The most powerful code is no longer a string of 1s and 0s. It is As, Ts, Cs, and Gs: adenine, thymine, cytosine, and guanine. During the past 10 years, there has been a boom in the generation and storage of raw genetic data. A good lab or genetics company creates the equivalent of more than eight times the printed collection of the Library of Congress every single month. And the rate is soaring. Compare the mounting number of As, Ts, Cs, and Gs in GenBank, the National Institutes of Health's sequence database, against a graph of Moore's law, for instance, and suddenly Moore goes flat.

In the biotech community, the focus is now on mining genetic and proteomic data. Unlike oil or electricity, most of this data is neither scarce nor expensive. Anyone can access it, anyone can use it. As a result, researchers expected genetic information to become a global resource, shared equally.
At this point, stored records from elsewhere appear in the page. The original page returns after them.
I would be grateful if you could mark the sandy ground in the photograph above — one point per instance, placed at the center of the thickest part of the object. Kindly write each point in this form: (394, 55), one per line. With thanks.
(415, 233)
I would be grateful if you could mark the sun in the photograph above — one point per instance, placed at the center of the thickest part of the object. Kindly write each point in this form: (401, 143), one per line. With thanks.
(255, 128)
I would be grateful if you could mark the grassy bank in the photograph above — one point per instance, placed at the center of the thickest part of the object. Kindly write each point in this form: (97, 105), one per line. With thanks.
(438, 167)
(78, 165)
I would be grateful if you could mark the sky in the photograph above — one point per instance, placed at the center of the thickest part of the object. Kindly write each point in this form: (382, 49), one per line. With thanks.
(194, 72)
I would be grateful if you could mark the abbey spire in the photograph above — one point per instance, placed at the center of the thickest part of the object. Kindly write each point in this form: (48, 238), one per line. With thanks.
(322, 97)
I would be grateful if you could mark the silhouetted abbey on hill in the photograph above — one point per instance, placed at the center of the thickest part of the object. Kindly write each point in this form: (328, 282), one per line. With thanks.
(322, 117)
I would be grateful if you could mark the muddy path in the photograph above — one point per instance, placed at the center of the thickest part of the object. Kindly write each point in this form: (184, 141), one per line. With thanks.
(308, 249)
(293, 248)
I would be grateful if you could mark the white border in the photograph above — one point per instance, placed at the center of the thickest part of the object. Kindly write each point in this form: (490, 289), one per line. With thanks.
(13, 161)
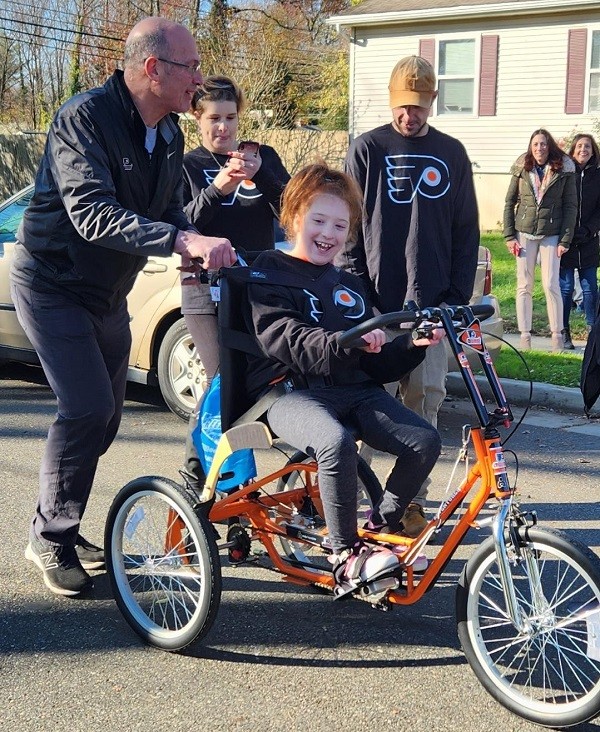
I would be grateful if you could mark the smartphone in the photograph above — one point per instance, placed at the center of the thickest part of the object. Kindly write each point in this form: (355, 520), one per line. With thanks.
(248, 146)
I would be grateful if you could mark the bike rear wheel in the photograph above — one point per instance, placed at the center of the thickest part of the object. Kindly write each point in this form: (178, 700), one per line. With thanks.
(163, 563)
(550, 673)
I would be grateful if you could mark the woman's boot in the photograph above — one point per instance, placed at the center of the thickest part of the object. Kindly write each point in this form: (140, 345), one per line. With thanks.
(557, 342)
(525, 342)
(567, 342)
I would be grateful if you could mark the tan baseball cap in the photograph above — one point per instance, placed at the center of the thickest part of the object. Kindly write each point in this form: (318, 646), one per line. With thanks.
(412, 83)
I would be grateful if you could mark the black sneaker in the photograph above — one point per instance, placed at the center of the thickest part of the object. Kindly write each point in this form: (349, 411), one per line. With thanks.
(63, 573)
(90, 556)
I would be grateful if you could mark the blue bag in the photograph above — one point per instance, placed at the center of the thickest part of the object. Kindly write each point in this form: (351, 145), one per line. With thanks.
(239, 467)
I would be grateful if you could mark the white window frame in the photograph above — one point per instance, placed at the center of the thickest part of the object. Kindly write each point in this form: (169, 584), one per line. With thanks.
(476, 37)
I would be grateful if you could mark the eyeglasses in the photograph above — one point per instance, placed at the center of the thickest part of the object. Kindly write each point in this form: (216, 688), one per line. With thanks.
(190, 68)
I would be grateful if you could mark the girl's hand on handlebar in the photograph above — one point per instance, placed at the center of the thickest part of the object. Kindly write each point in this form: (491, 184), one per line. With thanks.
(374, 339)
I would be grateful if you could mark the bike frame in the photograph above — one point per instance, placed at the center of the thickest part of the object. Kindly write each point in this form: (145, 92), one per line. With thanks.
(488, 471)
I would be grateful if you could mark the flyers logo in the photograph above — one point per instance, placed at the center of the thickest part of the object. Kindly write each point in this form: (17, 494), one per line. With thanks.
(409, 175)
(246, 189)
(349, 303)
(471, 337)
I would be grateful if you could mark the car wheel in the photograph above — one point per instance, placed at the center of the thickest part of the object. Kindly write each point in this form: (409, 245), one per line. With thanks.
(181, 374)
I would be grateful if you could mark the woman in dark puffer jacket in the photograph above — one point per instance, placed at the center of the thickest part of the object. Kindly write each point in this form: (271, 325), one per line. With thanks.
(584, 253)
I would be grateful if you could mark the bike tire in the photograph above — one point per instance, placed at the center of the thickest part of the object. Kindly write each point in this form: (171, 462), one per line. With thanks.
(163, 563)
(545, 675)
(369, 493)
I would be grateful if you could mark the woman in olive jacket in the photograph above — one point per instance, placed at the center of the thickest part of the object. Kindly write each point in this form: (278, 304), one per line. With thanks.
(584, 252)
(539, 219)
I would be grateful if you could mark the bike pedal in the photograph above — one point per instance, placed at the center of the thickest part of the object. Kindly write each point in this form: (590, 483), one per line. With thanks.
(240, 542)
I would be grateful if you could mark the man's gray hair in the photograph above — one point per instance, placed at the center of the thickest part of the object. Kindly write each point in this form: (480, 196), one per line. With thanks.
(138, 49)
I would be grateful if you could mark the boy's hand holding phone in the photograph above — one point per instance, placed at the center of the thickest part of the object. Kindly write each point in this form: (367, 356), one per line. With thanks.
(243, 164)
(248, 156)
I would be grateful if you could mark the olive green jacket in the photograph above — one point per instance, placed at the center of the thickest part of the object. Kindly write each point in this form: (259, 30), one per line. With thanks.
(555, 214)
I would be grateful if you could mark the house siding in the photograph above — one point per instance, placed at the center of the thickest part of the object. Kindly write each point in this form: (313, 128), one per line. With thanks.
(531, 87)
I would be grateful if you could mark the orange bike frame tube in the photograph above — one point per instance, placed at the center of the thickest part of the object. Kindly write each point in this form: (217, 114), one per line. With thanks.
(245, 502)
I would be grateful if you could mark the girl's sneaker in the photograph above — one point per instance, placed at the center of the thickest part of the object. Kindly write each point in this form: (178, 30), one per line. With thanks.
(359, 565)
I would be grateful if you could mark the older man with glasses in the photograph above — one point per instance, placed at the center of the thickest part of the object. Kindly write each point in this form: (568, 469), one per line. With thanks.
(108, 194)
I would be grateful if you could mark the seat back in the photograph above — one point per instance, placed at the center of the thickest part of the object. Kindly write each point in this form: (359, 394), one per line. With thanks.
(235, 343)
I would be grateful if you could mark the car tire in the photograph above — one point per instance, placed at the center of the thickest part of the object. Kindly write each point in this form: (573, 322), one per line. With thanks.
(181, 374)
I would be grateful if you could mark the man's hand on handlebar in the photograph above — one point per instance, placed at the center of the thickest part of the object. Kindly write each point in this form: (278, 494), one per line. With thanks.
(374, 340)
(214, 251)
(429, 336)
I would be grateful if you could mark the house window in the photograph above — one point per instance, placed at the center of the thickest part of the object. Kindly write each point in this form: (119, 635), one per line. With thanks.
(456, 77)
(594, 105)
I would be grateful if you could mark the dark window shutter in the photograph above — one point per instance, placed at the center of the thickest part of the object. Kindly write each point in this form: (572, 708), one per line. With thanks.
(488, 80)
(427, 50)
(576, 71)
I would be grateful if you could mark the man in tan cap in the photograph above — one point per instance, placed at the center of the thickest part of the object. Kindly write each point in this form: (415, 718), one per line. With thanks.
(420, 232)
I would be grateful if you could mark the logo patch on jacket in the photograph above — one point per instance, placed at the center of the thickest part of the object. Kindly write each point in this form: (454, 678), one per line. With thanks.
(409, 175)
(348, 302)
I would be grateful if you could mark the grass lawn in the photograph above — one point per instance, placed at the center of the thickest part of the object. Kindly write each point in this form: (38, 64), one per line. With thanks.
(561, 369)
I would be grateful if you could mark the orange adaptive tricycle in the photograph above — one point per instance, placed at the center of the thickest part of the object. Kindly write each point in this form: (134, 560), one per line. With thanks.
(527, 601)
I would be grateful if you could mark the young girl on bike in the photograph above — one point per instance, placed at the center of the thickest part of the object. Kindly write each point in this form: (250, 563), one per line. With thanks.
(298, 327)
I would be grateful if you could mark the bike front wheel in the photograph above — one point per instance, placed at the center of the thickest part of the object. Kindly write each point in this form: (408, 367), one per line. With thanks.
(163, 563)
(549, 671)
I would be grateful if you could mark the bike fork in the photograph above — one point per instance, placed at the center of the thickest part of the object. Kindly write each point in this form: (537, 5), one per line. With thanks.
(512, 604)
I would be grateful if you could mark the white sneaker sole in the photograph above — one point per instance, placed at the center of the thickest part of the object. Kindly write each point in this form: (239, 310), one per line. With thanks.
(92, 565)
(33, 557)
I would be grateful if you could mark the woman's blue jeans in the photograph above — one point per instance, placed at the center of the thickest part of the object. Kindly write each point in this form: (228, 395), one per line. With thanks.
(589, 286)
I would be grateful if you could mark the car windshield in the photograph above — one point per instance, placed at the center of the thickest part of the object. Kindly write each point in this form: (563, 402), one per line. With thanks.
(10, 218)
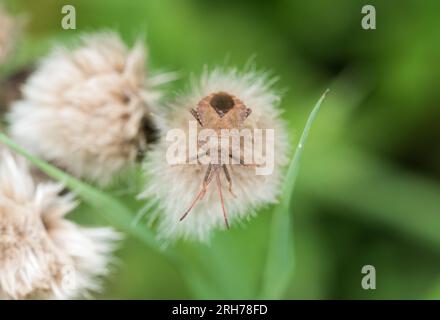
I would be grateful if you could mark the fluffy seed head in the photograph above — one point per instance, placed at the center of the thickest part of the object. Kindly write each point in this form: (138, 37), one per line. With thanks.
(43, 255)
(87, 110)
(173, 187)
(9, 29)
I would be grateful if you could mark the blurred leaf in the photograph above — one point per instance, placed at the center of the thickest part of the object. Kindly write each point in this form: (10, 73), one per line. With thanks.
(110, 208)
(279, 263)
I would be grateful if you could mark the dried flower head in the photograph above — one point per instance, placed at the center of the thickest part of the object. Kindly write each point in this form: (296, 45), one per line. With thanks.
(43, 255)
(221, 98)
(87, 110)
(9, 29)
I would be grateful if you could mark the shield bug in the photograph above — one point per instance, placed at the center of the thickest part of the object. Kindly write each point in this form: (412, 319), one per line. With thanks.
(219, 111)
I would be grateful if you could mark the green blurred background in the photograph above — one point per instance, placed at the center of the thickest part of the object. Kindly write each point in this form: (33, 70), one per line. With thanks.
(369, 186)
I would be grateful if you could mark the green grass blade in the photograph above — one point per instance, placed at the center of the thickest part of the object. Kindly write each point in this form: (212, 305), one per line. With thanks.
(279, 264)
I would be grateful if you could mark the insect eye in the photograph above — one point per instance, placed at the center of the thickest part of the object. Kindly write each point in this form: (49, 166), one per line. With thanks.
(222, 103)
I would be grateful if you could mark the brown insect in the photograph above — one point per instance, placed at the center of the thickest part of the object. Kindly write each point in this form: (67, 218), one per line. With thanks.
(219, 111)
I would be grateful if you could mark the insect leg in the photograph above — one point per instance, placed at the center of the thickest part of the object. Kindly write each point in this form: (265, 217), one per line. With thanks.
(196, 115)
(201, 193)
(228, 177)
(241, 161)
(219, 187)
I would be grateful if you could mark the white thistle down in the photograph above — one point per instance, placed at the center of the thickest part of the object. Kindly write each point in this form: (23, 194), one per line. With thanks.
(86, 110)
(173, 188)
(43, 255)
In fact, this hasn't happened.

It turns out a new world hierarchy is developing, one that separates those nations and regions that are bioliterate from those that are bio-illiterate. This is the world of DNA space, populated by a self-selecting few who have chosen to participate in the new technology revolution. The price of admission: the ability to produce, read, or translate DNA. This means that even as biodata begins to drive industries from agribusiness to computing, cosmetics to chemical manufacturing, few nations have the skills required to develop, access, and use it.

To assess that conclusion, the Harvard Business School Life Sciences Project mapped which countries and domains massively accessed (via FTP) the three largest public biodatabases in the world in September, October, and November 2000 and 2001. During these six months, countries checked out a lot of data: 43 terabytes, approximately seven times more than was downloaded over a comparable period from the Library of Congress.

Yet it turns out that few countries understand or read large-scale biodata. Nearly all – 92 percent – of the data was downloaded by users in 10 countries, half of whom live in the US. Europe, which has similar population, education, and income figures, accessed just 22 percent of the data. No country in Africa, Latin America, the Middle East, or Asia (except Japan) downloaded 1 percent or more of this free information.

And who, in particular, is using the information? Within the US, we expected the leading consumers of large new data sets to be primarily research scientists, mostly at universities. Again we were surprised. Users from .com domains downloaded about half of all US data versus 38 percent going to universities (.edu).

Biogaps are growing not just among countries, but within them. The top five biotech patent-producing states account for 57 percent of all such patents in the US. And, looking at where biotech companies are headquartered, there's a concentration of them in very few zip codes: 92121 (San Diego County, California), 94080 (South San Francisco, California), 20850 (Rockville, Maryland), and 02139 (Cambridge, Massachusetts).

A single organization was responsible for 93 percent of all Canadian downloads from the European database. The least concentration occurred in the UK, where the biggest user accounted for 15 percent of downloads, and the top three for a modest 34 percent.

Meanwhile, Japan is in an info deficit, importing more than it exports. As the second-largest global users of biodata, Japan-based organizations are huge accessors of US and European databases. Yet Japan's own version, DDBJ, is underutilized, even by Japanese. Mostly universities, not businesses, are doing the downloading in Japan. This is odd in a nation where business funds more than 70 percent of all research. Downloads from .co domains (equivalent to US .coms) accounted for only 0.5 percent of total files. Educational institutions made up 93 percent of the 2001 downloads.

Columbus' first squiggly outline of the Americas couldn't foresee the rise of the Spanish empire or the spread of diseases across the hemisphere. Likewise, this map of biodata flows doesn't tell us who will be successful in the life sciences revolution and who won't. As information leaves wet labs and silicon-research facilities, we will no doubt see the world, and life, from a different perspective. This map is just the first draft.